Reindeer in my Saami Heart
2016 | 70 mins
Country of Production: Australia
Countries/Cultures Featured: Sweden, Norway, Sápmi
North American Premiere | Director in Attendance
Sunday, October 16 | Noon | Program F18
Inghilda Tapio, a Saami artist from northern Sweden, has followed an arduous path to become a voice for her community. Born into a nomadic reindeer-herding family above the Arctic Circle, Tapio was taken into a Swedish government program in the 1950s that required nomadic children to attend residential boarding schools in a misguided attempt at cultural assimilation. Inghilda was a part of this “stolen generation,” forced from her teepee home at the age of seven, separated from her parents, and thrown into unfamiliar Swedish customs. In the nearly 70 years since, she has built a long and illustrious career as a poet and activist, championing Saami language and culture through her vivid writings. Her story illuminates how one of Europe’s last indigenous populations is regaining its voice and fighting for its land and way of life.

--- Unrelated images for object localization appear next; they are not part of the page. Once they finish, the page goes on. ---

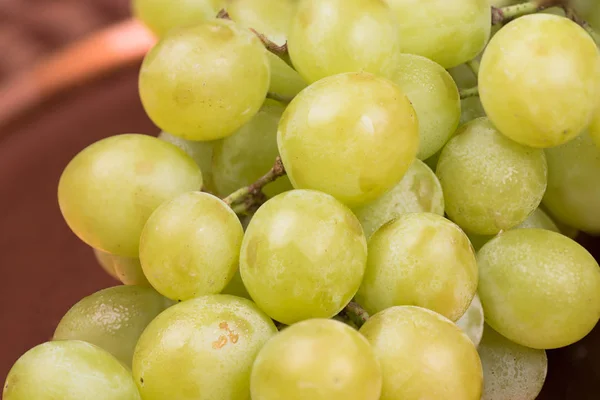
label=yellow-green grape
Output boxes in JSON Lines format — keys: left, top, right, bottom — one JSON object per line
{"left": 278, "top": 72, "right": 419, "bottom": 207}
{"left": 212, "top": 100, "right": 292, "bottom": 198}
{"left": 240, "top": 190, "right": 367, "bottom": 325}
{"left": 478, "top": 229, "right": 600, "bottom": 349}
{"left": 457, "top": 294, "right": 484, "bottom": 348}
{"left": 139, "top": 20, "right": 270, "bottom": 141}
{"left": 352, "top": 160, "right": 444, "bottom": 238}
{"left": 287, "top": 0, "right": 400, "bottom": 84}
{"left": 478, "top": 325, "right": 547, "bottom": 400}
{"left": 356, "top": 213, "right": 477, "bottom": 322}
{"left": 4, "top": 341, "right": 140, "bottom": 400}
{"left": 436, "top": 118, "right": 548, "bottom": 235}
{"left": 93, "top": 249, "right": 150, "bottom": 286}
{"left": 479, "top": 14, "right": 600, "bottom": 148}
{"left": 53, "top": 286, "right": 171, "bottom": 367}
{"left": 132, "top": 294, "right": 277, "bottom": 400}
{"left": 221, "top": 269, "right": 251, "bottom": 300}
{"left": 58, "top": 134, "right": 202, "bottom": 257}
{"left": 384, "top": 0, "right": 491, "bottom": 68}
{"left": 360, "top": 306, "right": 483, "bottom": 400}
{"left": 139, "top": 192, "right": 243, "bottom": 301}
{"left": 591, "top": 106, "right": 600, "bottom": 148}
{"left": 251, "top": 319, "right": 382, "bottom": 400}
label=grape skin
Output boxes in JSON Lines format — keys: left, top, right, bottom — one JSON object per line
{"left": 93, "top": 248, "right": 150, "bottom": 286}
{"left": 456, "top": 294, "right": 485, "bottom": 348}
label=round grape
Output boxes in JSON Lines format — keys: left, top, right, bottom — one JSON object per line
{"left": 93, "top": 249, "right": 149, "bottom": 286}
{"left": 456, "top": 294, "right": 485, "bottom": 348}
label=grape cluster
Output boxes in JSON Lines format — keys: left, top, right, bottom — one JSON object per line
{"left": 4, "top": 1, "right": 600, "bottom": 400}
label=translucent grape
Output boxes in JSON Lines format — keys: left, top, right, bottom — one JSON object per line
{"left": 93, "top": 249, "right": 149, "bottom": 286}
{"left": 132, "top": 294, "right": 277, "bottom": 400}
{"left": 360, "top": 306, "right": 482, "bottom": 400}
{"left": 139, "top": 20, "right": 270, "bottom": 141}
{"left": 436, "top": 118, "right": 547, "bottom": 235}
{"left": 479, "top": 14, "right": 600, "bottom": 148}
{"left": 457, "top": 294, "right": 484, "bottom": 348}
{"left": 139, "top": 192, "right": 243, "bottom": 301}
{"left": 251, "top": 319, "right": 382, "bottom": 400}
{"left": 240, "top": 190, "right": 367, "bottom": 325}
{"left": 278, "top": 72, "right": 419, "bottom": 207}
{"left": 355, "top": 213, "right": 477, "bottom": 322}
{"left": 58, "top": 134, "right": 202, "bottom": 257}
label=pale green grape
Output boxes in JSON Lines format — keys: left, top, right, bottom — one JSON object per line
{"left": 221, "top": 269, "right": 251, "bottom": 300}
{"left": 479, "top": 14, "right": 600, "bottom": 148}
{"left": 58, "top": 134, "right": 202, "bottom": 257}
{"left": 139, "top": 20, "right": 270, "bottom": 141}
{"left": 360, "top": 306, "right": 482, "bottom": 400}
{"left": 139, "top": 192, "right": 243, "bottom": 301}
{"left": 3, "top": 340, "right": 140, "bottom": 400}
{"left": 591, "top": 106, "right": 600, "bottom": 148}
{"left": 456, "top": 294, "right": 484, "bottom": 348}
{"left": 132, "top": 294, "right": 277, "bottom": 400}
{"left": 352, "top": 159, "right": 444, "bottom": 238}
{"left": 436, "top": 118, "right": 548, "bottom": 235}
{"left": 278, "top": 72, "right": 419, "bottom": 207}
{"left": 356, "top": 213, "right": 477, "bottom": 322}
{"left": 93, "top": 249, "right": 150, "bottom": 286}
{"left": 478, "top": 325, "right": 547, "bottom": 400}
{"left": 240, "top": 190, "right": 367, "bottom": 324}
{"left": 287, "top": 0, "right": 401, "bottom": 84}
{"left": 478, "top": 229, "right": 600, "bottom": 349}
{"left": 53, "top": 286, "right": 171, "bottom": 367}
{"left": 251, "top": 319, "right": 382, "bottom": 400}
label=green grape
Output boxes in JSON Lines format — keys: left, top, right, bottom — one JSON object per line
{"left": 478, "top": 325, "right": 547, "bottom": 400}
{"left": 456, "top": 294, "right": 484, "bottom": 348}
{"left": 53, "top": 286, "right": 171, "bottom": 367}
{"left": 591, "top": 106, "right": 600, "bottom": 148}
{"left": 3, "top": 340, "right": 140, "bottom": 400}
{"left": 478, "top": 229, "right": 600, "bottom": 349}
{"left": 479, "top": 14, "right": 600, "bottom": 148}
{"left": 221, "top": 269, "right": 251, "bottom": 300}
{"left": 240, "top": 190, "right": 367, "bottom": 325}
{"left": 58, "top": 134, "right": 202, "bottom": 257}
{"left": 287, "top": 0, "right": 401, "bottom": 84}
{"left": 93, "top": 249, "right": 150, "bottom": 286}
{"left": 360, "top": 306, "right": 483, "bottom": 400}
{"left": 278, "top": 72, "right": 419, "bottom": 207}
{"left": 355, "top": 213, "right": 477, "bottom": 322}
{"left": 352, "top": 160, "right": 444, "bottom": 238}
{"left": 132, "top": 294, "right": 277, "bottom": 400}
{"left": 139, "top": 20, "right": 270, "bottom": 141}
{"left": 384, "top": 0, "right": 491, "bottom": 69}
{"left": 139, "top": 192, "right": 243, "bottom": 301}
{"left": 251, "top": 319, "right": 382, "bottom": 400}
{"left": 436, "top": 118, "right": 548, "bottom": 235}
{"left": 212, "top": 100, "right": 293, "bottom": 198}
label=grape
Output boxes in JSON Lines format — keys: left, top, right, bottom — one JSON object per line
{"left": 360, "top": 306, "right": 482, "bottom": 400}
{"left": 436, "top": 117, "right": 548, "bottom": 235}
{"left": 479, "top": 14, "right": 600, "bottom": 148}
{"left": 3, "top": 340, "right": 140, "bottom": 400}
{"left": 93, "top": 249, "right": 150, "bottom": 286}
{"left": 355, "top": 213, "right": 477, "bottom": 322}
{"left": 591, "top": 106, "right": 600, "bottom": 148}
{"left": 352, "top": 159, "right": 444, "bottom": 238}
{"left": 478, "top": 229, "right": 600, "bottom": 349}
{"left": 139, "top": 192, "right": 244, "bottom": 301}
{"left": 278, "top": 72, "right": 419, "bottom": 207}
{"left": 58, "top": 134, "right": 202, "bottom": 257}
{"left": 93, "top": 248, "right": 119, "bottom": 280}
{"left": 287, "top": 0, "right": 401, "bottom": 84}
{"left": 240, "top": 190, "right": 367, "bottom": 324}
{"left": 132, "top": 294, "right": 277, "bottom": 400}
{"left": 53, "top": 286, "right": 171, "bottom": 367}
{"left": 251, "top": 319, "right": 382, "bottom": 400}
{"left": 456, "top": 294, "right": 484, "bottom": 348}
{"left": 478, "top": 325, "right": 547, "bottom": 400}
{"left": 139, "top": 20, "right": 270, "bottom": 141}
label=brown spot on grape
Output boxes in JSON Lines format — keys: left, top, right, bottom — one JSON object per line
{"left": 212, "top": 335, "right": 228, "bottom": 349}
{"left": 135, "top": 161, "right": 154, "bottom": 175}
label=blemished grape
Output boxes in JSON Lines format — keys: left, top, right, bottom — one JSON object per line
{"left": 436, "top": 117, "right": 548, "bottom": 235}
{"left": 457, "top": 294, "right": 485, "bottom": 348}
{"left": 352, "top": 159, "right": 444, "bottom": 238}
{"left": 479, "top": 14, "right": 600, "bottom": 148}
{"left": 139, "top": 192, "right": 244, "bottom": 301}
{"left": 139, "top": 20, "right": 270, "bottom": 141}
{"left": 240, "top": 190, "right": 367, "bottom": 325}
{"left": 360, "top": 306, "right": 483, "bottom": 400}
{"left": 287, "top": 0, "right": 400, "bottom": 84}
{"left": 478, "top": 229, "right": 600, "bottom": 349}
{"left": 132, "top": 294, "right": 277, "bottom": 400}
{"left": 93, "top": 249, "right": 150, "bottom": 286}
{"left": 355, "top": 213, "right": 477, "bottom": 322}
{"left": 53, "top": 286, "right": 171, "bottom": 367}
{"left": 278, "top": 72, "right": 419, "bottom": 207}
{"left": 58, "top": 134, "right": 203, "bottom": 257}
{"left": 478, "top": 324, "right": 548, "bottom": 400}
{"left": 3, "top": 340, "right": 140, "bottom": 400}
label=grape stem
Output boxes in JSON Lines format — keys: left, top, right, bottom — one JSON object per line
{"left": 491, "top": 1, "right": 555, "bottom": 25}
{"left": 338, "top": 302, "right": 370, "bottom": 329}
{"left": 460, "top": 86, "right": 480, "bottom": 99}
{"left": 223, "top": 156, "right": 287, "bottom": 207}
{"left": 562, "top": 6, "right": 600, "bottom": 44}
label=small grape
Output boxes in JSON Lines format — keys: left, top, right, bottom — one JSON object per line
{"left": 456, "top": 294, "right": 485, "bottom": 348}
{"left": 93, "top": 249, "right": 149, "bottom": 286}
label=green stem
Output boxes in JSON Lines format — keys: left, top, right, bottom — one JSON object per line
{"left": 562, "top": 6, "right": 600, "bottom": 45}
{"left": 492, "top": 1, "right": 557, "bottom": 25}
{"left": 460, "top": 86, "right": 479, "bottom": 100}
{"left": 339, "top": 302, "right": 370, "bottom": 329}
{"left": 223, "top": 157, "right": 286, "bottom": 206}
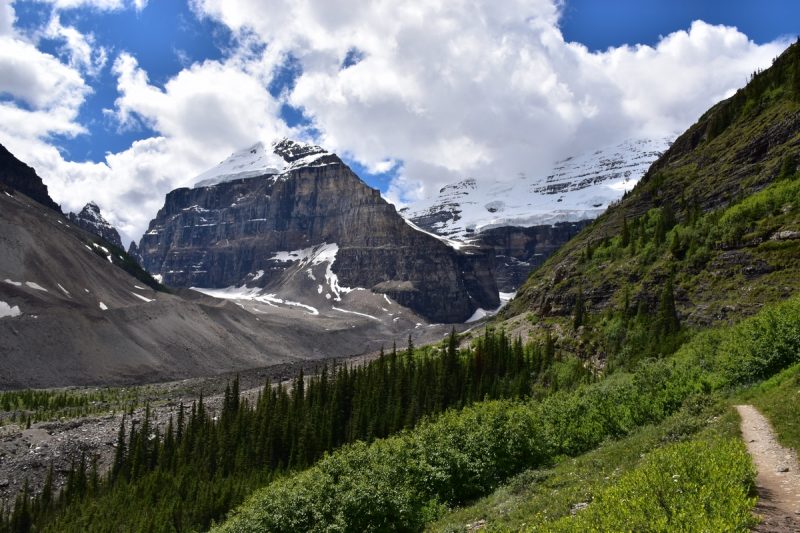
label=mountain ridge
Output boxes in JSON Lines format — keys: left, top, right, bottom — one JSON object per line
{"left": 139, "top": 139, "right": 500, "bottom": 323}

“When I met Inghilda Tapio, my collaborator in Reindeer in My Saami Heart, I was struck by the power of her autobiographical writing and poetry, which expressed her trauma and confusion caused by Swedish government education and ‘assimilation’ policies in the 1950s. Saami children as young as seven were removed from their nomadic families for extended periods, and they were forbidden from using their own Saami language at boarding school. Inghilda’s writing also expresses her positive memories of growing up in a nomadic reindeer-herding family, and this is an invaluable record as she is one of the last generation to have experienced both the nomadic and settled town life.
In my previous documentaries such as Jabe Babe—A Heightened Life and Maverick Mother, I have utilized performance and design in addition to observational filming, as it serves to reframe a personal story and extend it into the political realm, enabling the film’s participants to present their own story in their own words. It is particularly important for women to be given the opportunity to voice their subjective realities and struggles. This hybrid approach differs from conventional ethnographic films or television documentaries that commonly employ a detached, authoritative ‘Voice of God’ narration, or treat the participants as ‘exotic’ or ‘other’. Postcolonial theorists now recognize the need for academics and filmmakers to work as partners with communities where possible, and this may mean seeking feedback and approvals during the editing process. In Reindeer in My Saami Heart, I have incorporated Inghilda’s poetry readings, performed in her Northern Saami language and in English, into the film, and acknowledge her as a highly educated and accomplished speaker of multiple languages. Inghilda started writing as she saw her own language under threat in the 1960s and 1970s, so I felt that it was important for international audiences to experience the power of her writing through spoken word performance and graphic representation, without the use of subtitles, and for Saami audiences to be able to appreciate the film in their own language as well.”